ERIK SAHAI UPDATE

 

Over the past year, Dr Sahai and his team have made a set of extremely exciting discoveries that dramatically improve our understanding of how cancer wreaks havoc around the body.  In the future, this knowledge will provide a platform on which new and improved treatments for the disease are designed.

Cutting out the YAP

Cancer associated fibroblasts, or CAFs, are a type of cell that help cancer spread around the body.  CAFs do this by burrowing through the tissue surrounding a tumour and leaving tracks for cancer cells to move along. 

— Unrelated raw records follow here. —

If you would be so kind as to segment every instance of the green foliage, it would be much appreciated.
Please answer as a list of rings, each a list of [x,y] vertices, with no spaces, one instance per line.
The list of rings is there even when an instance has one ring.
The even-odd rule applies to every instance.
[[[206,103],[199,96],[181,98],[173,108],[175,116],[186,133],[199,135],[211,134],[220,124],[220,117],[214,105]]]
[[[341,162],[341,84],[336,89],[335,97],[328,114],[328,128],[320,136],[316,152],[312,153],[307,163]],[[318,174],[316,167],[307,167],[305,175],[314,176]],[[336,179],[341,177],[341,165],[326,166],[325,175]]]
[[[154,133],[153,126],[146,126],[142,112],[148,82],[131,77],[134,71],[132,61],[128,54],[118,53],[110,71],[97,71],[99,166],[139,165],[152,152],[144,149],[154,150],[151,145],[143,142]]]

CAFs also aid tumour growth by helping them construct a network of new blood vessels around themselves – a process called angiogenesis.  These new blood vessels tap into the main blood supply and deliver precious nutrients to feed the growing tumour.

While CAFs are not technically cancer cells per se, they are key players in tumour growth (by helping cancer feed itself) and spread (by burrowing through surrounding tissue).  Blocking the action of CAFs may therefore present a potential new way of keeping cancer under control.

To learn more about CAFs, Dr Sahai and his team analysed their genetic activity using cutting-edge technologies.  They found that one gene – called YAP – was particularly active and that blocking its activity prevents CAFs from working properly.

While these results are exciting, much more remains to be done before this knowledge can be translated into an effective treatment for people with cancer.  But as we continue to learn more about how the machine of cancer works – and how to break it – there is real and rational hope for a future of improved treatment.

Directing Traf-fic

Squamous cell carcinoma (SCC) is a very common form of skin cancer, with around 23,000 new cases of the disease diagnosed every year.  In its early stages, the disease is very treatable and survival rates are very high.  However, when SCC starts to spread around the body, it becomes much more serious and potentially life-threatening.

This pattern is very similar to testicular cancer – both diseases are very treatable in the early stages, but become very dangerous when they spread away from their initial site.  Dr Sahai and his team therefore believe that by studying how SCC cells spread, they will also be able to learn about the spread of testicular cancer – and how it can be stopped.

Recently, the team found that a gene called Traf6 is hyperactive in SCC cells, which results in the release of a signal, called TNF-alpha. 

This TNF-alpha signal is picked up by other cancer cells in the surrounding area and acts like a programme of instructions telling them to burrow away from the initial tumour site and around the body.

Dr Sahai’s research suggests that if we could neutralise the TNF-alpha signal, we may be able to stop cancer cells from spreading around the body.  What’s really exciting is that drugs that block TNF-alpha signals already exist and are in routine use for inflammatory conditions such as rheumatoid arthritis and Crohn’s disease. 

Future research may therefore allow TNF-alpha blockers to help people whose cancer has spread , allowing us to control this dangerous characteristic of the disease and ultimately save many lives.